Understanding and Improving Hyperbolic Deep Reinforcement Learning

Imagine you are teaching a robot to play a complex strategy game, like chess or a video game where it has to eat smaller fish to grow bigger. Every move the robot makes branches out into thousands of new possibilities, creating a massive, ever-expanding tree of "what could happen next."

The Problem: The Wrong Map

For a long time, AI researchers have tried to teach robots using Euclidean geometry. Think of this like drawing a map on a flat sheet of graph paper.

The Issue: On a flat sheet, space grows slowly (polynomially). But the game tree grows explosively (exponentially).
The Analogy: It's like trying to fit a giant, sprawling city with millions of streets onto a single, flat postcard. To make it fit, you have to squish and stretch the streets until the map is distorted. The robot gets confused because the "distance" between two related moves looks wrong on this flat map. This leads to the robot learning slowly or getting stuck.

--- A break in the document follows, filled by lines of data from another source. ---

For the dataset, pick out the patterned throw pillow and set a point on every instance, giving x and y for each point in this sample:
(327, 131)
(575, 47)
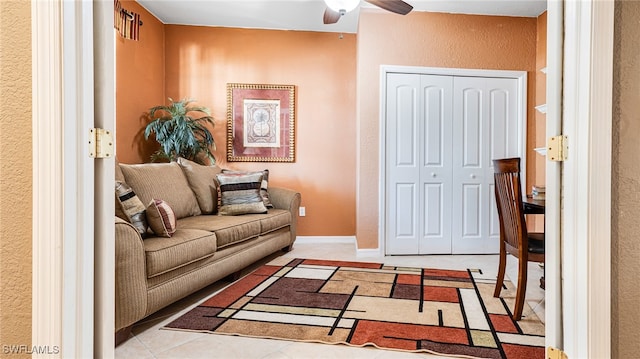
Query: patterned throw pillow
(264, 192)
(133, 209)
(161, 218)
(240, 193)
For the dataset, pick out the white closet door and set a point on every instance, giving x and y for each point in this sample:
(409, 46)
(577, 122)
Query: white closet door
(418, 164)
(403, 113)
(485, 127)
(442, 133)
(436, 169)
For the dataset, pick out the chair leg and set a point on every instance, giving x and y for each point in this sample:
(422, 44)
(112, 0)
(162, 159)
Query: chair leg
(521, 290)
(501, 269)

The Solution: A Better Map (Hyperbolic Geometry)

The authors of this paper suggest using Hyperbolic geometry.

The Analogy: Imagine a Möbius strip or a coral reef. As you move away from the center, the space expands incredibly fast. This shape naturally fits the "tree-like" structure of decision-making. You can map the entire game tree onto this shape without squishing or distorting it.
The Promise: If the robot uses this "coral reef" map, it should understand the game's hierarchy much better and learn faster.

The Catch: The Map is Unstable

Here is the twist: While the "coral reef" map is theoretically perfect, it's incredibly hard to use.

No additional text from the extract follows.